According to Lederer, his proposal would allow the electric company to recover all its cost increases if costs rose by more than 5 percent. If costs rose by less than 5 percent each month for several months, Pepco would be allowed to pass through the costs once the increases totaled more than 5 percent.

By the same token, it costs fell less than 5 percent, Pepco wouldn't be required to reduce rates right away.

The stakes in the argument are large. According to Lederer, fuel adjustment pass-throughs amounted to $117 million in 1979, or 36 percent of total D.C. revenues for the company.

Pepco Comptroller Stanley Bright said that the Maryland procedure allows all company costs to be recovered. "Ultimately costs are included in the billings as long as they are properly incurred," Bright said. "Our feelings throughout the process are very clear and support the position we've taken that the fuel clause we have now is the best mechanism and should be maintained."

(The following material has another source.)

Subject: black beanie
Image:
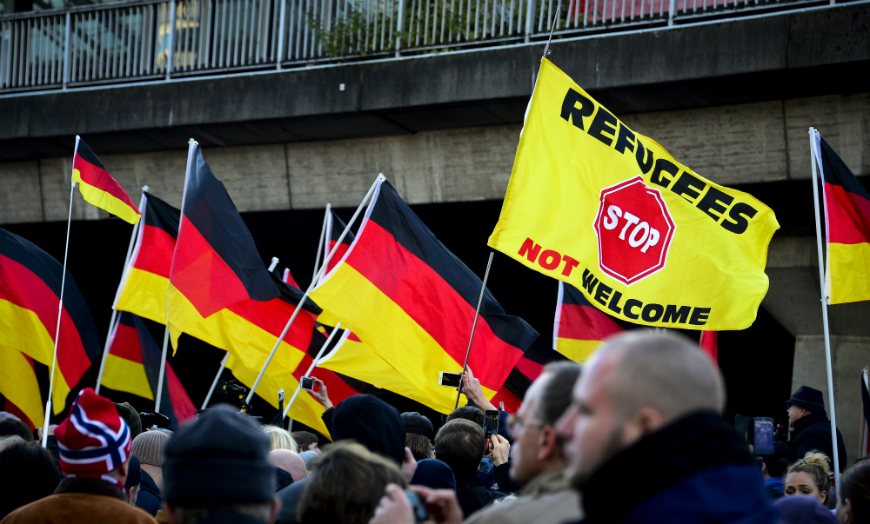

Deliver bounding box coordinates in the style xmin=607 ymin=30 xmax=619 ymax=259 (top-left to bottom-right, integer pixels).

"They think they have a right to recover specific dollars. They don't," said Lederer. Rate-making "was in no way ever intended to be recovery of specific costs," he said. "That's as fundamental to rate-making as babies are to the human race."

The briefs also address standards for review of automatic adjustment clauses, with Lederer urging the commission to adopt standards contained in the Public Utility Regulatory Policies Act of 1978. The standards call for more formal review than now in use.